The approximate sequence of steps that occurs when a module is imported is as follows:
Python tries to locate the module in sys.modules and does nothing else if it is found. Packages are keyed by their full name, so while pymodule is missing from sys.modules, pypacket.pymodule will be there (and can be obtained as sys.modules["pypacket.pymodule"].
Python locates the file that implements the module. If the module is part of the package, as determined by the x.y syntax, it will look for directories named x that contain both an __init__.py and y.py (or further subpackages). The bottom-most file located will be either a .py file, a .pyc file, or a .so/.pyd file.

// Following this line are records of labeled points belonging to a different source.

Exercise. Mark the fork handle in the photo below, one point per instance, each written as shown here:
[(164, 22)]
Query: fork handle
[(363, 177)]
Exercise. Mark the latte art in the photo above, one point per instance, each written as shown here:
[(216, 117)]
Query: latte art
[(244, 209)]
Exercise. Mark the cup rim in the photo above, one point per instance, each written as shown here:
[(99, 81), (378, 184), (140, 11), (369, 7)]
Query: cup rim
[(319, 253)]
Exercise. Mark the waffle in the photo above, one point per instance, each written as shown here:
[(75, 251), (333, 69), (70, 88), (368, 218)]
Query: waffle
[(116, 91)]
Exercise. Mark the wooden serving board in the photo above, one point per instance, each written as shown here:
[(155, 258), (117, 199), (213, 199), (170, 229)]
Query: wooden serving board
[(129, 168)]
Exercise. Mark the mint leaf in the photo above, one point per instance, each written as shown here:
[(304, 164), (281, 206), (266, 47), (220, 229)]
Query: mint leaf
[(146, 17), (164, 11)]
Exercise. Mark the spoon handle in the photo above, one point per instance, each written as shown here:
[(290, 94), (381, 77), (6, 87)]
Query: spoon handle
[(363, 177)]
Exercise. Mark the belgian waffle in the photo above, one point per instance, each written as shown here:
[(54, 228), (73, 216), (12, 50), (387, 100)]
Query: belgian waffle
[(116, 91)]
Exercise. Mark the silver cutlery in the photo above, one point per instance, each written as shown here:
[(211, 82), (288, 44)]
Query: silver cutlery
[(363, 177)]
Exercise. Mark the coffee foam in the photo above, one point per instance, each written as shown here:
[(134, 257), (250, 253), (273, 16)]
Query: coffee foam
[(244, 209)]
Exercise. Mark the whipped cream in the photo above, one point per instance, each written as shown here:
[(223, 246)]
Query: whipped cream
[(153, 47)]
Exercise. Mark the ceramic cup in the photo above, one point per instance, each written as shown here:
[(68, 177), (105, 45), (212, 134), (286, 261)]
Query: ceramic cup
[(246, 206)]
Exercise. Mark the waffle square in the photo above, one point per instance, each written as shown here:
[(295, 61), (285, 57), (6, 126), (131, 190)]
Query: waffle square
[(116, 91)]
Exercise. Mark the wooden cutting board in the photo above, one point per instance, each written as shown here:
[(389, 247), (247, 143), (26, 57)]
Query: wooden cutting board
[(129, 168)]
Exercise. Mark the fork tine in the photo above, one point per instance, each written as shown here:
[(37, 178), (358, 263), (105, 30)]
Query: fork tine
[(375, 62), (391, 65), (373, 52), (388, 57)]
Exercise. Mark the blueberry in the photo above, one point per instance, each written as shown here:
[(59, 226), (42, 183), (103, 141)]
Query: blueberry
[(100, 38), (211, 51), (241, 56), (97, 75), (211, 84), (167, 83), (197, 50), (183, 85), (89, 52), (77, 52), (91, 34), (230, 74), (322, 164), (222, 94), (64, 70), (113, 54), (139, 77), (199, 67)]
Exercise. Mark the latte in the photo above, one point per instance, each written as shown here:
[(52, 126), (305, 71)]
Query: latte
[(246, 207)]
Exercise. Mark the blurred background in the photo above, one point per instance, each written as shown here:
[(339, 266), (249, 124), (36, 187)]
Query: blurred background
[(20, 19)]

If no file that fits the module is found, an ImportError will be raised.
An empty module object is created, and the code in the module is executed with the module's __dict__ as the execution namespace.1
The module object is placed in sys.modules, and injected into the importer's namespace.
Step 3 is the point at which "objects get loaded into memory": the objects in question are the module object, and the contents of the namespace contained in its __dict__. This dict typically contains top-level functions and classes created as a side effect of executing all the def, class, and other top-level statements normally contained in each module.
Note that the above only desribes the default implementation of import. There is a number of ways one can customize import behavior, for example by overriding the __import__ built-in or by implementing import hooks.
1 If the module file is a .py source file, it will be compiled into memory first, and the code objects resulting from the compilation will be executed. If it is a .pyc, the code objects will be obtained by deserializing the file contents. If the module is a .so or a .pyd shared library, it will be loaded using the operating system's shared-library loading facility, and the init<module> C function will be invoked to initialize the module.